2003 Seattle Annual Meeting (November 2–5, 2003)

Paper No. 13
Presentation Time: 5:00 PM

VARIABLE MICROBIAL CONSORTIA PERFORMING ANAEROBIC OXIDATION OF METHANE IN THE BLACK SEA


MICHAELIS, Walter1, SEIFERT, Richard1, BLUMENBERG, Martin1, PAPE, Thomas1, NAUHAUS, Katja2, WIDDEL, Friedrich2 and REITNER, Joachim3, (1)Institut für Biogeochemie und Meereschemie, Univ Hamburg, Bundesstr.55, Hamburg, 20149, Germany, (2)Max Planck Institute for Marine Microbiology, Celsiusstrasse 1, Bremen, 28359, (3)Geobiology, GZG-Univ of Goettingen, Goldschmidtstr 3, Goettingen, 37077, Germany, michaelis@geowiss.uni-hamburg.de

During a Black Sea research cruise we discovered massive microbial mats growing at the sea floor within the permanently anoxic water column.

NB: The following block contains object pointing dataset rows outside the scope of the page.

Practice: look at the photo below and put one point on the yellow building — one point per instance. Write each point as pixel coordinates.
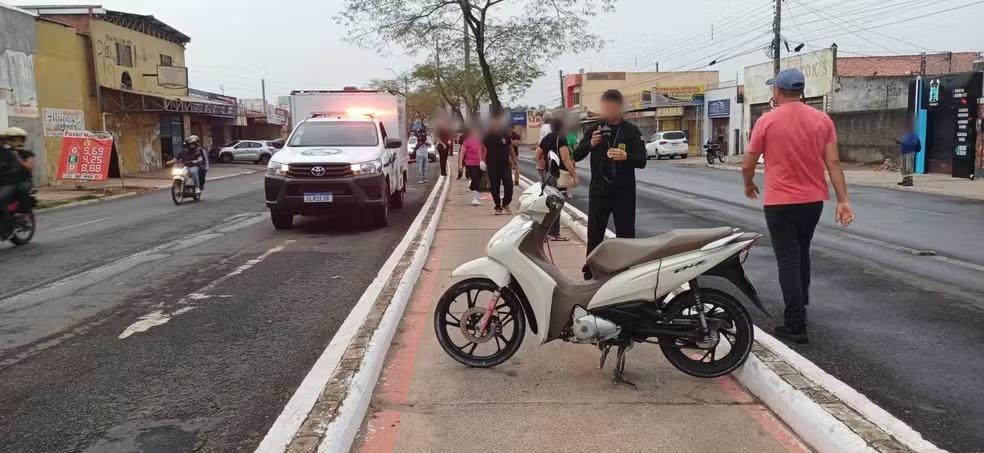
(66, 87)
(136, 65)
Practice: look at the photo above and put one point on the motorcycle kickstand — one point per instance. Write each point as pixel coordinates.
(619, 377)
(604, 355)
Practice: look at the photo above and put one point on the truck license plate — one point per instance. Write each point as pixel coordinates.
(321, 197)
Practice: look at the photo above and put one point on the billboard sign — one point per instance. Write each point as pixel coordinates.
(85, 155)
(816, 66)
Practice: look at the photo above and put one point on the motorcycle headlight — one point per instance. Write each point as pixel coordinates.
(277, 169)
(368, 168)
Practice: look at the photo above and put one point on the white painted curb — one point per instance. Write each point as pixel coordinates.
(342, 431)
(282, 431)
(811, 421)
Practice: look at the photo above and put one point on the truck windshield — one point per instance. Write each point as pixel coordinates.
(336, 133)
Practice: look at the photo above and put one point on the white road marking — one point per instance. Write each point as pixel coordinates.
(160, 316)
(929, 212)
(80, 224)
(70, 284)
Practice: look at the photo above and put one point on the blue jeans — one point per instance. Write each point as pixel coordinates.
(422, 165)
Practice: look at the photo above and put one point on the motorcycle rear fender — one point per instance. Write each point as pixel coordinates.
(484, 267)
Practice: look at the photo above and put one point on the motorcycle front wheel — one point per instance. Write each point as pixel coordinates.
(459, 313)
(177, 192)
(24, 229)
(726, 347)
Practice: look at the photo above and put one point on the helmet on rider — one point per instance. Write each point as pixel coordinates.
(15, 137)
(193, 142)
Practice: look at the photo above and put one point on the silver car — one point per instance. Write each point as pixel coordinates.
(257, 151)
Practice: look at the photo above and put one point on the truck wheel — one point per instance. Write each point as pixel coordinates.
(282, 220)
(396, 198)
(380, 215)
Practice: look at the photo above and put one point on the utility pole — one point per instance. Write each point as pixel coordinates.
(263, 87)
(467, 47)
(562, 101)
(777, 37)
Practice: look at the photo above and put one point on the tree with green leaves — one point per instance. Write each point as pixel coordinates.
(511, 39)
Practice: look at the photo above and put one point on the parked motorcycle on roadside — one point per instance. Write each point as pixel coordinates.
(712, 149)
(24, 222)
(704, 331)
(183, 185)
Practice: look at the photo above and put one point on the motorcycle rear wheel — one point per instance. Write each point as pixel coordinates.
(506, 328)
(23, 234)
(739, 337)
(177, 192)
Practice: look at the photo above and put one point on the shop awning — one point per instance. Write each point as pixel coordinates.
(126, 101)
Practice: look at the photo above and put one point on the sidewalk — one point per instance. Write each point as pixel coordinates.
(69, 192)
(549, 398)
(865, 175)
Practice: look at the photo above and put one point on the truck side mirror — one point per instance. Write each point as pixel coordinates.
(392, 143)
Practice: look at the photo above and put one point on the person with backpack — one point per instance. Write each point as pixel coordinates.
(909, 145)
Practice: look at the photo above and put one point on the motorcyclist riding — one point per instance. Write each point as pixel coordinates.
(16, 172)
(191, 157)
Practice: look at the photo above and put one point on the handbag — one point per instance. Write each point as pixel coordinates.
(566, 180)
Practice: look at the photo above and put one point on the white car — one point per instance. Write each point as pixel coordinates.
(257, 151)
(668, 144)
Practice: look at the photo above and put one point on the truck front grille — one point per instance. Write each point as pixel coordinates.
(334, 170)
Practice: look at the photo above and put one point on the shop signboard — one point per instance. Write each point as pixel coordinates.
(816, 67)
(57, 121)
(720, 108)
(85, 155)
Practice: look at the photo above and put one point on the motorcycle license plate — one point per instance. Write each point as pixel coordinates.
(319, 197)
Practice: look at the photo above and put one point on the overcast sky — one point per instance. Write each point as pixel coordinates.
(295, 44)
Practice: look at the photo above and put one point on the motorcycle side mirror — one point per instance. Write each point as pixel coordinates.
(392, 143)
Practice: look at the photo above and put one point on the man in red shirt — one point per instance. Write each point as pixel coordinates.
(799, 142)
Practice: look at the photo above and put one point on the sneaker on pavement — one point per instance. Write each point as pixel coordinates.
(792, 334)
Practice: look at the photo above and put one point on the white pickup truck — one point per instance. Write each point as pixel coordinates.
(347, 153)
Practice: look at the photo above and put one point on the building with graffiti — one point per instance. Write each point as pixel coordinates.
(137, 66)
(18, 88)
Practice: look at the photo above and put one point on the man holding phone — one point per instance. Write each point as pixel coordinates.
(617, 150)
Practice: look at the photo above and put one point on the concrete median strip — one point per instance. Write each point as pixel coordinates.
(826, 413)
(328, 408)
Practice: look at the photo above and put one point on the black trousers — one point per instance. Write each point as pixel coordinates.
(443, 152)
(501, 178)
(601, 209)
(791, 228)
(474, 173)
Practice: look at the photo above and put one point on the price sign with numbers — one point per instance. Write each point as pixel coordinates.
(85, 156)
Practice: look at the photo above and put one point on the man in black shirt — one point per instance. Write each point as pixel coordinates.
(616, 150)
(500, 161)
(16, 171)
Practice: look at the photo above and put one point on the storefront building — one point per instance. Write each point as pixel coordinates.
(723, 118)
(141, 82)
(817, 67)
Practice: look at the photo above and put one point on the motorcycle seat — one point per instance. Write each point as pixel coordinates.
(616, 255)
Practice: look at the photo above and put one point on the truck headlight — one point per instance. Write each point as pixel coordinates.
(372, 167)
(277, 169)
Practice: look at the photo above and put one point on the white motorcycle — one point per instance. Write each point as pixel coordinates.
(636, 295)
(183, 186)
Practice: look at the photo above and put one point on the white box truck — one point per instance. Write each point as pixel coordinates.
(347, 153)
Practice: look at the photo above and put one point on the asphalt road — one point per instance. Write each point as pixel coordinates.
(137, 325)
(905, 330)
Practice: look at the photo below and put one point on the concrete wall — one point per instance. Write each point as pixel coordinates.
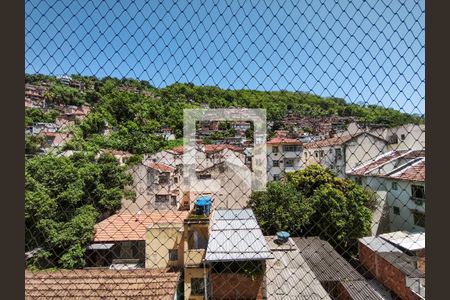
(281, 156)
(160, 238)
(384, 218)
(385, 273)
(190, 273)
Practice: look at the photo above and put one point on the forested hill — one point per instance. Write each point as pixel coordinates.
(136, 110)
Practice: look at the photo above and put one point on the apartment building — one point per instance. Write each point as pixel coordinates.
(220, 169)
(398, 180)
(342, 153)
(283, 155)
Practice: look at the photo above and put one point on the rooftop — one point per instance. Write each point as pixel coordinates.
(101, 284)
(325, 262)
(236, 236)
(132, 227)
(288, 276)
(284, 141)
(405, 240)
(161, 167)
(338, 140)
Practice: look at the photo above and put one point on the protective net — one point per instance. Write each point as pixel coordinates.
(225, 149)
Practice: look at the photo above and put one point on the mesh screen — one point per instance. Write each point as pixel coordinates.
(225, 149)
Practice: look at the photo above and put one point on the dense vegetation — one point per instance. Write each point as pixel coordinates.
(314, 202)
(134, 112)
(64, 198)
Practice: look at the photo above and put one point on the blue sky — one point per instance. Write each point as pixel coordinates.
(367, 51)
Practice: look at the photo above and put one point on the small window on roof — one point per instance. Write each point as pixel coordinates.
(419, 219)
(396, 210)
(394, 185)
(197, 286)
(173, 254)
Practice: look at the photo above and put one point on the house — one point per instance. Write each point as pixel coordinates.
(55, 139)
(35, 95)
(158, 180)
(404, 137)
(288, 276)
(344, 152)
(212, 249)
(336, 275)
(37, 128)
(236, 243)
(102, 284)
(283, 155)
(120, 239)
(396, 260)
(398, 180)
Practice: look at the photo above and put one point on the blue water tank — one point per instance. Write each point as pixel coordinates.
(283, 236)
(203, 205)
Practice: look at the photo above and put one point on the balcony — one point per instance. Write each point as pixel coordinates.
(194, 257)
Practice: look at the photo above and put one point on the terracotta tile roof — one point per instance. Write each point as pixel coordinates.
(415, 172)
(161, 167)
(284, 141)
(334, 141)
(101, 284)
(214, 148)
(132, 227)
(179, 149)
(209, 148)
(338, 140)
(377, 162)
(59, 138)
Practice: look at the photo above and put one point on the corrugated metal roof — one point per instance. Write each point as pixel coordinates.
(325, 262)
(288, 276)
(406, 240)
(377, 244)
(405, 263)
(360, 290)
(235, 235)
(101, 284)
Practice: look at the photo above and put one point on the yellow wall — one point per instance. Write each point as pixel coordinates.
(160, 238)
(192, 273)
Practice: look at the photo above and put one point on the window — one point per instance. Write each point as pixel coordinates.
(197, 286)
(204, 176)
(289, 163)
(162, 198)
(396, 210)
(418, 191)
(164, 178)
(291, 148)
(394, 185)
(393, 139)
(419, 219)
(173, 254)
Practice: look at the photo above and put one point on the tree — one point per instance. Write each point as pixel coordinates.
(281, 207)
(314, 202)
(64, 198)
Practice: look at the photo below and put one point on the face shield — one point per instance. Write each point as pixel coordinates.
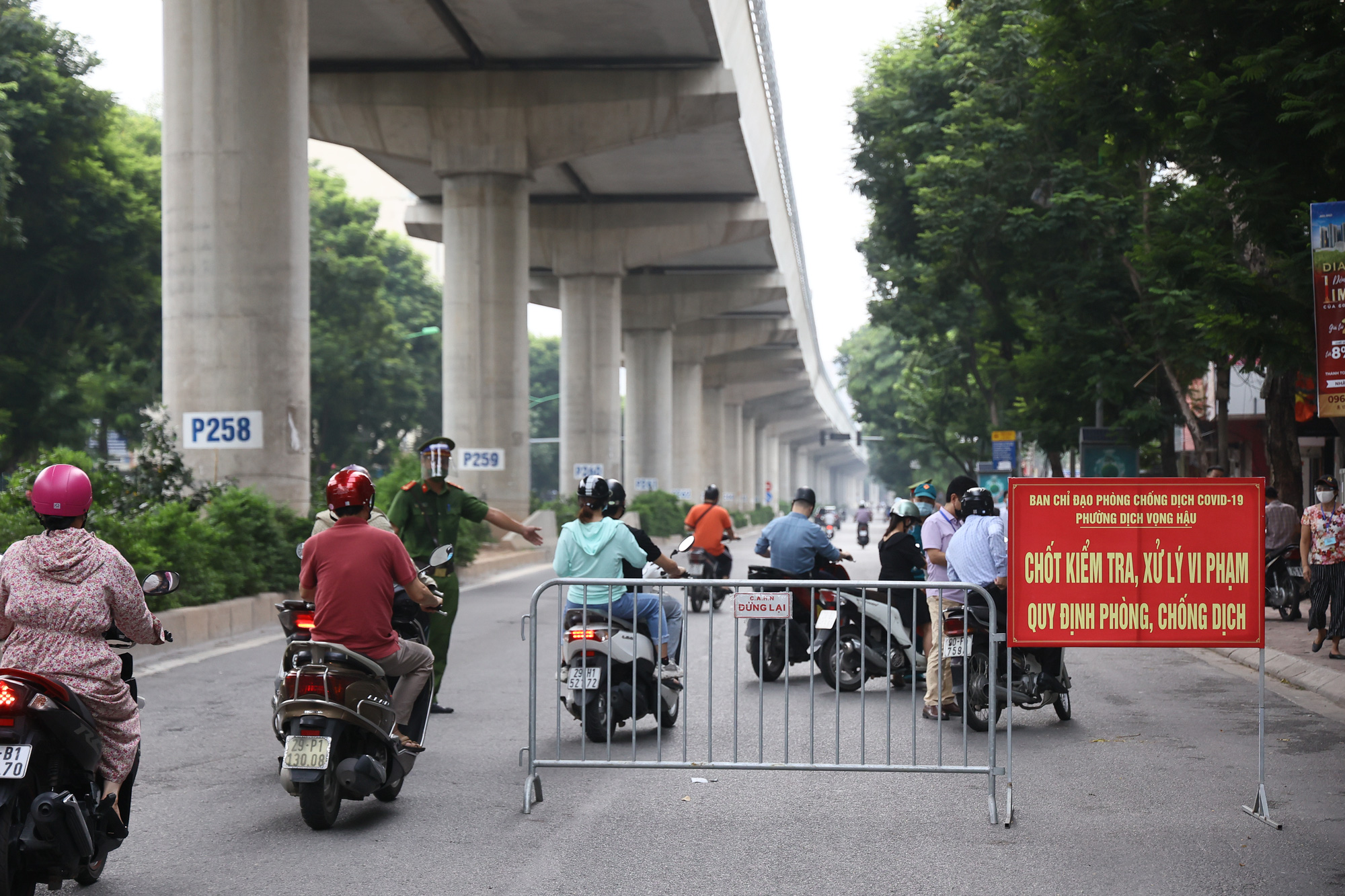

Huge microbial reefs thrive at active methane gas seeps (d13CH4 –62.4 to –68.3‰ vs. VPDB) at a water depth of 230m and emerge up to 4m from the sediment. These structured build-ups are composed of cm- to dm-thick microbial mats which are internally stabilized by carbonate precipitates. The massive microbial mats are performing combined anaerobic oxidation of methane (AOM) and sulphate reduction (SR). Molecular biological approaches reveal that the consortium mainly consists of densely aggregated archaea (ANME-1 cluster) and sulfate-reducing bacteria (SRB: Desulfosarcina/Desulfococcus-group). Furthermore, the transfer of an active massive AOM-performing microbial mat into the laboratory was successful, which enabled us to investigate in vitro metabolic and biosynthetic activity. Strong 13C depletions of total biomass (about –72‰) and of carbonate carbon (about –30‰) indicate methane to be the dominant carbon source in the system. However, cross sections of the chimney like structures displayed concentrically arranged types of macroscopically different microbial mats - carbonate associated brownish green mat (ANME-2 dominated); massive pink mat; gray to black colored outer layer (mainly unknown Archaea). Lipid analyses revealed substantial differences between these three features regarding both, their lipid composition and the carbon isotope signature of individual compounds. To obtain information on the biochemical processes, we incubated living microbial mat material in vitro under strictly anoxic conditions with 13C-enriched methane as the sole organic substrate. The microbial mats reduced sulphate rapidly. Moreover, the incorporation of methane-derived 13C into the biomass could be observed for the bulk mat as well as for selected lipids. Distinct bacterial and archaeal biomarkers show significant differences in the uptake of 13C-carbon revealing the complexity of the microbial composition at that AOM-site and indicating different rates of biomass accumulation for the diverse microbiota.